With a storied 15-14-2 track record , the 35-year old Dutchman could possibly be better set up with more experience against Fodor, whose 9-4 record on paper seems to pose less of a threat. However, Latoel was quick to dismiss any prejudice,

“Caros is an excellent fighter and like every one of my opponents, I would not want to make the mistake of underestimating him. Caros is known to be a well-rounded fighter, proficient in both a standup and a ground game. All I can say to the audience is to expect a lot of fireworks within the cage when I take on Caros on fight night.”

On top of his charming and suave demeanor, Latoel is also humble, yet his confidence as a fighter shines through. He knows what he is up against as he prepares to meet a battle-ready and victory-hungry war veteran who has an axe to grind after losing to South African Vuyisile “The Cheetah” Colossa. Latoel accepted the last minute call to step into the cage with Fodor when Colossa pulled out due to an injury in training. One FC 20 in Cambodia was supposed to be Fodor’s comeback fight. With Colossa out of the frame, Fodor will be looking to take out all that pent-up energy on Latoel. So Latoel’s description of the impending fireworks could be right on target.

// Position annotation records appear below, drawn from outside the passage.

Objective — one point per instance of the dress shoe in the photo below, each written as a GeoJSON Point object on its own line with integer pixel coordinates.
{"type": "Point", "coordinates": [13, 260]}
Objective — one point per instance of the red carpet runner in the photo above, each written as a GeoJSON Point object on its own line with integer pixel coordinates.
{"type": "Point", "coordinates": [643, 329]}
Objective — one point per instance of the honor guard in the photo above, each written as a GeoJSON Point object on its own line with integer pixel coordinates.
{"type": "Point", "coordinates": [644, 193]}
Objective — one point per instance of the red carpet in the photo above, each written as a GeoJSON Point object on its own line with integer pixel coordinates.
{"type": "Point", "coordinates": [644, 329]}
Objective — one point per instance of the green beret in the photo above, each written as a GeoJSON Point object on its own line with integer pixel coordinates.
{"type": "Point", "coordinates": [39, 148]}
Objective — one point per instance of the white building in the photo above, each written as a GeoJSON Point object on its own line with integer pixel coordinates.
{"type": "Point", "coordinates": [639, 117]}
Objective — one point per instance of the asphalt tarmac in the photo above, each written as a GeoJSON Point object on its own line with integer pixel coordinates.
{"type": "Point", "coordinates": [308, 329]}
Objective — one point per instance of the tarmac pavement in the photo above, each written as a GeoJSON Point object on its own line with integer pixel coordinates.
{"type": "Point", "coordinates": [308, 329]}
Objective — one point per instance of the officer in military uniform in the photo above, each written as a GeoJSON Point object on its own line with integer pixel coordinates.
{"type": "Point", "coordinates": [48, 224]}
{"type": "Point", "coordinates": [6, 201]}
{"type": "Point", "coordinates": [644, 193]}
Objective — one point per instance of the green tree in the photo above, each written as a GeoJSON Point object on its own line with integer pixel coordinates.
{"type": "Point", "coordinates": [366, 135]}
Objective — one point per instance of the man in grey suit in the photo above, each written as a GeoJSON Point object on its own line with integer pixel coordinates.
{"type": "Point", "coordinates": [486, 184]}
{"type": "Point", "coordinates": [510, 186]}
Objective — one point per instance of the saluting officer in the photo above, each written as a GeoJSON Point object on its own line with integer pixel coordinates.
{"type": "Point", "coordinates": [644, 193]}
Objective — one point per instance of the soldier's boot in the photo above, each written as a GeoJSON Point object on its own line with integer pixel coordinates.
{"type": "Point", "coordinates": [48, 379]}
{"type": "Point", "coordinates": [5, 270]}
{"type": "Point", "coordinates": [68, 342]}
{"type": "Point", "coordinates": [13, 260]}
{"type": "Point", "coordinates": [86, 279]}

“Magnivincent” doesn’t flinch from a difficult match. In spite of the relatively last minute plan to feed him to Fodor’s fury, Latoel says he was not stagnant – he was training MMA whilst working on his strength conditioning when the call came and continued to do so. He and his coach, Martijn de Jong, then studied Fodor and designed a regime specific to him. With such focused training, he feels more than ready to take Fodor on in Cambodia.

In fact, it was such challenges that spurred Latoel’s passion in the sport. Enough was never enough for him. When he was much younger, Latoel played soccer, tennis, rugby and futsal, however, he wasn’t satisfied until he discovered martial arts. At the age of 20, he started training in BJJ and shoot fighting and got hooked immediately.

Latoel then fought an impressive 28 times in Europe, as part of the well-known Golden Glory fight team that includes such names as Sergei Kharitonov, Stefan Leko, Valentijn Overeem, and Marloes Coenen. He trained hard everyday since, even when he took a three and a half year career break in 2009 to find some balance in his life. His break gave him more than a chance to rest and recuperate, he reminisced,

“During my break, I had a dream to fight in Asia. I was thinking then, if an opportunity came my way to fight in Asia, I would definitely jump at it.”

Latoel could not leave the sport for long, because of his passion for MMA and his thirst for more fights, and the opportunity to jump back in did come in the form of One FC. He had been following the progress of the organization and shared,

“One FC is very professional and the events are awesome. I was at that time hoping to fight at One FC and felt that the organization would be where I could compete and grow as an athlete.”

Latoel feels his best fight was his debut at One FC 10, submitting Ni with a guillotine; he made his comeback with a fighting spirit and the will to win. Then his opportunity to grow as an athlete did manifest. His loss to Eduard Folayang taught Latoel that beyond skills and experience, he had to always be physically and mentally well-balanced when he approached an opponent. The defeat drove him back to Holland to set that balance right which contributed, upon his return, to his impressive finish of Eddie Ng by KO in the first round.

Latoel is philosophical about his fights and reckons that his key challenge has to do with how he conditions his mind,

“A fight is like a chess game. It does matter who is the fittest, smartest or most courageous to win that fight. However, what is most important is one’s own confidence and belief that victory is attainable.”

To MMA fighters aspiring to turn professional, Latoel has this to say,

“Follow your dreams. The road will be long and hard. However when you fall, just stand up and fight on.”